Researchers introduce MADreMIA, a model-agnostic framework for membership inference attacks (MIA) and dataset inference (DI) that uses iterative chained regeneration across modalities rather than shadow model training. The key insight is that memorized training samples exhibit higher coherence and slower degradation under repeated regeneration than non-member samples, yielding stronger membership signals at low false positive rates. The framework is evaluated across image autoregressive models, diffusion models, language models, and audio models, supporting white-, gray-, and black-box threat models. This work advances privacy auditing and copyright enforcement capabilities for large generative models.
Researchers demonstrate that tabular foundation models using in-context learning are vulnerable to membership inference attacks (MIAs) via attention mechanism leakage, even when pre-trained on synthetic data. They introduce AMIA, a shadow-model-free attack exploiting transformer attention concentration patterns, achieving a 7.7% average gain over confidence-based attacks. A k-anonymity-inspired inference-time defense reduces membership leakage by 50% against AMIA and 25% against confidence-based attacks with only 3.9% performance degradation. The paper also shows fine-tuning amplifies memorization risk through confidence shifts.

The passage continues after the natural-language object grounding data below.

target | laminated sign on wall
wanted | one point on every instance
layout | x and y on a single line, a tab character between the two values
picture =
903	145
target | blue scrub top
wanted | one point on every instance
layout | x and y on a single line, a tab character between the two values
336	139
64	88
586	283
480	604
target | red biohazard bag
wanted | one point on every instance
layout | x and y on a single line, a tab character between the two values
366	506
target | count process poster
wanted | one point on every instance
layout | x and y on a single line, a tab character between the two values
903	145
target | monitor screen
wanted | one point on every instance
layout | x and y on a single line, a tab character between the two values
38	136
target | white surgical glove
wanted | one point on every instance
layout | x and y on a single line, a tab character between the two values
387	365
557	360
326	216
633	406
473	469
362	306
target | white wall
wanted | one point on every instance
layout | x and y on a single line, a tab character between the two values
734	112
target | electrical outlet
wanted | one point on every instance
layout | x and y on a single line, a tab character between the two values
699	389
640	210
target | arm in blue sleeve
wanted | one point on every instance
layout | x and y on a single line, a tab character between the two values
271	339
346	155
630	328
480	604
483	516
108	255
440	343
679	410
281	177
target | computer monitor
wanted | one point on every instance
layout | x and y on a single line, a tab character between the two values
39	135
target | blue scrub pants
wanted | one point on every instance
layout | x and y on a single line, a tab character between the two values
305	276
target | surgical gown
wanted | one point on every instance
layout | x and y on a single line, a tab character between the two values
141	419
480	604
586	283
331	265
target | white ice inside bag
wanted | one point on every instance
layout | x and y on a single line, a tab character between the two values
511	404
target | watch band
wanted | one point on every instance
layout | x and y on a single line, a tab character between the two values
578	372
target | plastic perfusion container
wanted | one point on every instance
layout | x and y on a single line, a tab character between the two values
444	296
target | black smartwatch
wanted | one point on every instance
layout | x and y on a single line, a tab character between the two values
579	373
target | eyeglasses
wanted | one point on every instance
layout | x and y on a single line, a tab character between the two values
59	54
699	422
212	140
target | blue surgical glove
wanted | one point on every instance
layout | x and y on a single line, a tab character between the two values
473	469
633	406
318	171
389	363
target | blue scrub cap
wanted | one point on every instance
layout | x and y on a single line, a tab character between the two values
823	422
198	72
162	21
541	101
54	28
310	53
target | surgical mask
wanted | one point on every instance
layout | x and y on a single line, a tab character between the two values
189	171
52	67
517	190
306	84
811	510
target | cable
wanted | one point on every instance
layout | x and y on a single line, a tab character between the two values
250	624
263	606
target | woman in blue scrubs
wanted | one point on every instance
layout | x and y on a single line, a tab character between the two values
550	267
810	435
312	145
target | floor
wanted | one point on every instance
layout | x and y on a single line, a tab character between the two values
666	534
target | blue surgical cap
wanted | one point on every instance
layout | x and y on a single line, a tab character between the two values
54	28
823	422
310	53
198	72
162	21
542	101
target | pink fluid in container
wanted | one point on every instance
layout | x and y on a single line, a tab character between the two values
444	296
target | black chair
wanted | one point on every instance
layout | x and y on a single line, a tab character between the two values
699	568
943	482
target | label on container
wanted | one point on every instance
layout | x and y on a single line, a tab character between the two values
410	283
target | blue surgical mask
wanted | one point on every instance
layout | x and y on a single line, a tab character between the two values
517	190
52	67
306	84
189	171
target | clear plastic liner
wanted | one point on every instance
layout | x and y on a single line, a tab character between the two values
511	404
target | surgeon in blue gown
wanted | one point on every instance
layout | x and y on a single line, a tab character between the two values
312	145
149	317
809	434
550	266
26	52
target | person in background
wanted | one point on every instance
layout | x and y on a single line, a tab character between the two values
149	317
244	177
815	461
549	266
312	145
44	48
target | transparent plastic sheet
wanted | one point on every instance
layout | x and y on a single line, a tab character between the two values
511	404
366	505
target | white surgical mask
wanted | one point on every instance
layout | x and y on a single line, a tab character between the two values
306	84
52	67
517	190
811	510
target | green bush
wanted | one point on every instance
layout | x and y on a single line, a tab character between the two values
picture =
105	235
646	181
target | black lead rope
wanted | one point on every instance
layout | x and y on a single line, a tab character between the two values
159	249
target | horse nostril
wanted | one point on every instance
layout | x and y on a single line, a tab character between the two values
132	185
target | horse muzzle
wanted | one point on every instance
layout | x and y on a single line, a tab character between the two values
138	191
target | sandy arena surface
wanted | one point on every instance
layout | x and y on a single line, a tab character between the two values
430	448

A new arXiv preprint introduces PropMe, a framework that separates whether LLMs can be forced to reproduce training data (capability) from whether they do so under ordinary use (propensity). The authors also release SimpleTrace, a lightweight pipeline using infini-gram to attribute model outputs to training corpora. Evaluating two open models on Common Pile and Dynaword, they find a consistent gap: adversarial prefix attacks elicit strong memorization, but propensity scores remain low in non-adversarial settings. The paper argues memorization audits should report both worst-case extractability and ordinary leakage propensity.
This paper proposes conditioning diffusion models on Multimodal Large Language Models (MLLMs) that jointly encode text and reference images, augmented with VAE-based identity conditioning to address copy-paste artifacts and identity preservation failures in subject-driven image generation. A Dual Layer Aggregation (DLA) module aggregates multi-level MLLM features, and a multi-stage denoising strategy progressively balances semantic and fine-detail identity signals during inference. Experiments show improved human preference scores on subject-driven generation benchmarks compared to prior approaches that encode text and reference images separately.
A new arXiv preprint introduces a model-agnostic empirical framework for auditing synthetic data generated by LLMs and generative AI systems for privacy leakage. The framework distinguishes 'true disclosures' (direct reproduction of user data) from 'phantom disclosures' (incidental generation), using held-out control sets and statistical hypothesis testing without requiring model access, canary insertion, or shadow model training. It functions as a membership inference attack and provides empirical lower bounds on privacy leakage that are tighter than prior data-based auditing methods. The approach is computationally lightweight and applicable to any synthetic data generation mechanism.
A new arXiv preprint provides a rigorous theoretical analysis of distributed self-supervised learning (D-SSL) frameworks under non-IID (heterogeneous) data conditions. The key findings are that Masked Image Modeling (MIM) is inherently more robust to data heterogeneity than Contrastive Learning (CL), and that federated learning is no less robust than fully decentralized learning due to network connectivity effects. The authors also introduce MAR loss, a refinement of the MIM objective with local-to-global alignment regularization, validated across multiple architectures and distributed settings.
Researchers introduce Gazer, a training-free framework that integrates multimodal large language model feedback into the sampling loop of autoregressive visual models (AVMs) to correct semantic errors during generation. The system operates in two stages: Reflective Diagnosis identifies semantic errors in intermediate generation states, and Semantic Correction rewinds and adjusts the generation trajectory to better match the target prompt. Experiments on compositional image and video benchmarks show improved semantic alignment and compositional accuracy across multiple AVMs without additional training. The work addresses a known weakness of next-scale prediction AVMs, where semantic errors accumulate across discrete generation scales.
A controlled study examines two underexplored practices in synthetic post-training data pipelines: grounding filtering signals in source provenance and systematically recovering rejected samples rather than discarding them. Using adversarially injected corpora as ground-truth failure labels, the authors find that exact source provenance improves faithfulness gating for stronger judges, that hallucination and reward gates reject largely disjoint populations (making both necessary), and that adaptive recovery via failure diagnosis and targeted regeneration outperforms naive resampling. Generator scale is the primary driver of downstream fine-tuning quality, with filtration and recovery contributing meaningfully but secondarily.
RiM introduces a latent reasoning method that replaces autoregressive chain-of-thought token generation with fixed sequences of special 'memory block' tokens, allowing LLMs to perform internal computation without externalizing intermediate steps. These memory blocks are processed in a single forward pass rather than generated autoregressively, improving compute efficiency at test time. Training uses a two-stage curriculum: first grounding memory blocks by predicting explicit reasoning steps, then discarding step-level supervision and refining answers iteratively. Experiments across multiple model families and sizes show RiM matches or exceeds existing latent reasoning methods.